The trial Judge ruled that Haley was qualified as an expert, and this decision is subject to reversal only if it constitutes an abuse of discretion. (People v. Knight (1985), 133 Ill. App. 3d 248, 478 N.E.2d 1082.) Since there was testimony that Haley had extensive experience in narcotics cases, his qualification as an expert was not such an abuse.

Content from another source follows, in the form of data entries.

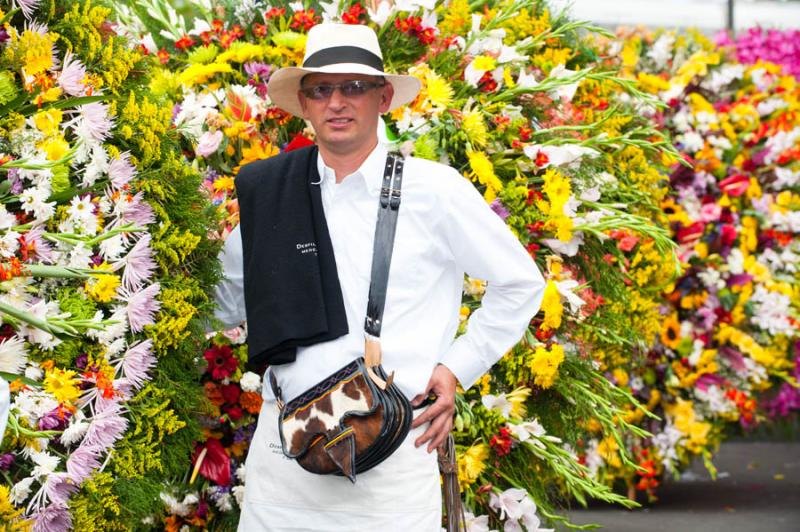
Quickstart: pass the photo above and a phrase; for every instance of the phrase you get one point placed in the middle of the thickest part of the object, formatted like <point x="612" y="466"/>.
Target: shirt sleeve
<point x="485" y="248"/>
<point x="229" y="293"/>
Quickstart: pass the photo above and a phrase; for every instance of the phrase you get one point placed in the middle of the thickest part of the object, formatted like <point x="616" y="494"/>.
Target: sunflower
<point x="671" y="332"/>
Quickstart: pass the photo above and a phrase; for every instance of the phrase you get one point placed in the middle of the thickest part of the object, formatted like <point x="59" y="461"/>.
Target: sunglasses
<point x="349" y="89"/>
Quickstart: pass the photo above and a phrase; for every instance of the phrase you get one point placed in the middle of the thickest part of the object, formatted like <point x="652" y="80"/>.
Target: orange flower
<point x="214" y="394"/>
<point x="251" y="401"/>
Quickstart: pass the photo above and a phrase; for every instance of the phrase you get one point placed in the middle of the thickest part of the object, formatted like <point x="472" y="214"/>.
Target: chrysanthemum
<point x="671" y="332"/>
<point x="139" y="264"/>
<point x="142" y="306"/>
<point x="13" y="355"/>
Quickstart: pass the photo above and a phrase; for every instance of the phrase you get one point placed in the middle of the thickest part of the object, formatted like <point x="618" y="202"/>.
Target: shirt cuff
<point x="462" y="361"/>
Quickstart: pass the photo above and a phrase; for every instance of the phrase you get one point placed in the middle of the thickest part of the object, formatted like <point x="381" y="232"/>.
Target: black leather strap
<point x="385" y="228"/>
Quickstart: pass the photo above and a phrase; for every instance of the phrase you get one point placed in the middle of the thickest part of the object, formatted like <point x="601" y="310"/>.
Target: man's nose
<point x="337" y="99"/>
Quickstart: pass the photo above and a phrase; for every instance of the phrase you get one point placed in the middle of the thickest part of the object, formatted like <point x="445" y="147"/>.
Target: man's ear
<point x="302" y="99"/>
<point x="387" y="93"/>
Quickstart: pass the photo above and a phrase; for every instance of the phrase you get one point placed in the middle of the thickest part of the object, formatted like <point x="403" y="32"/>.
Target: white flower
<point x="34" y="373"/>
<point x="13" y="355"/>
<point x="42" y="309"/>
<point x="524" y="431"/>
<point x="75" y="430"/>
<point x="477" y="523"/>
<point x="565" y="288"/>
<point x="559" y="155"/>
<point x="497" y="402"/>
<point x="7" y="220"/>
<point x="46" y="463"/>
<point x="21" y="490"/>
<point x="238" y="492"/>
<point x="380" y="15"/>
<point x="250" y="382"/>
<point x="9" y="244"/>
<point x="570" y="249"/>
<point x="34" y="200"/>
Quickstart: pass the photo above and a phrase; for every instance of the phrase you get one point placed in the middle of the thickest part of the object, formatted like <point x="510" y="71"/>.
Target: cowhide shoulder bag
<point x="355" y="418"/>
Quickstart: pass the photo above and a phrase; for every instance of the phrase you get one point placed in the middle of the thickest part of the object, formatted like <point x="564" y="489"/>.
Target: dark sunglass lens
<point x="356" y="87"/>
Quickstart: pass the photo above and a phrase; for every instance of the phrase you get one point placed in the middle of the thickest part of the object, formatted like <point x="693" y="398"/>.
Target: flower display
<point x="557" y="143"/>
<point x="730" y="333"/>
<point x="105" y="271"/>
<point x="651" y="177"/>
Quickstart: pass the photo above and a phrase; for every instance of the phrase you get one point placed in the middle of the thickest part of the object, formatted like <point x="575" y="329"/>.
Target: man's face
<point x="345" y="124"/>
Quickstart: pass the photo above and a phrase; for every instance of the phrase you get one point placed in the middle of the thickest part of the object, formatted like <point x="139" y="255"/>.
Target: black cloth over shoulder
<point x="291" y="286"/>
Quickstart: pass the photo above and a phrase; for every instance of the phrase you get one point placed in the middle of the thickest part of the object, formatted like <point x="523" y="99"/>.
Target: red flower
<point x="501" y="443"/>
<point x="304" y="19"/>
<point x="353" y="15"/>
<point x="221" y="362"/>
<point x="231" y="393"/>
<point x="735" y="185"/>
<point x="216" y="464"/>
<point x="299" y="141"/>
<point x="184" y="42"/>
<point x="275" y="12"/>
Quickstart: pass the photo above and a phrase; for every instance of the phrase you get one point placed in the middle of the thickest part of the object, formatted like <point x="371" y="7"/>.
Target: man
<point x="444" y="229"/>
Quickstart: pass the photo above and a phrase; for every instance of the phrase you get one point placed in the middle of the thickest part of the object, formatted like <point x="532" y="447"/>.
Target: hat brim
<point x="284" y="84"/>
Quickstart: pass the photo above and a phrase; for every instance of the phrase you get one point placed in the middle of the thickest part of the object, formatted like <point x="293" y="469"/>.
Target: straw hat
<point x="338" y="49"/>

Finally, defendant asserts that it was error to allow Haley to testify that his informant told him that defendant was "dealing narcotics and could supply large quantities of cocaine," because that statement was inadmissible hearsay. However, Haley's statement was in response to defense counsel's question, "[Was] the purpose of your undercover work to purchase a quantity of cocaine from a known drug dealer?" The State correctly contends that where defense counsel elicits hearsay testimony, defendant waives for review the claim that such testimony was hearsay and therefore inadmissible. (People v. Tribett (1977), 54 Ill. App. 3d 777, 370 N.E.2d 115.) Moreover, there was no objection to such hearsay statement at trial.

For the foregoing reasons, the judgment of the circuit court of Cook County is affirmed. Pursuant to People v. Nicholls (1978), 71 Ill. 2d 166, 374 N.E.2d 194, and People v. Agnew (1985), 105 Ill. 2d 275, 473 N.E.2d 1319, a fee of $75 is granted to the State, for the costs of defending this appeal.

Affirmed.

CASE RESOLUTION

Judgment affirmed.

APPELLATE Judges: FOOTNOTES

* Justice Egan participated in the decision of this case prior to joining the sixth division.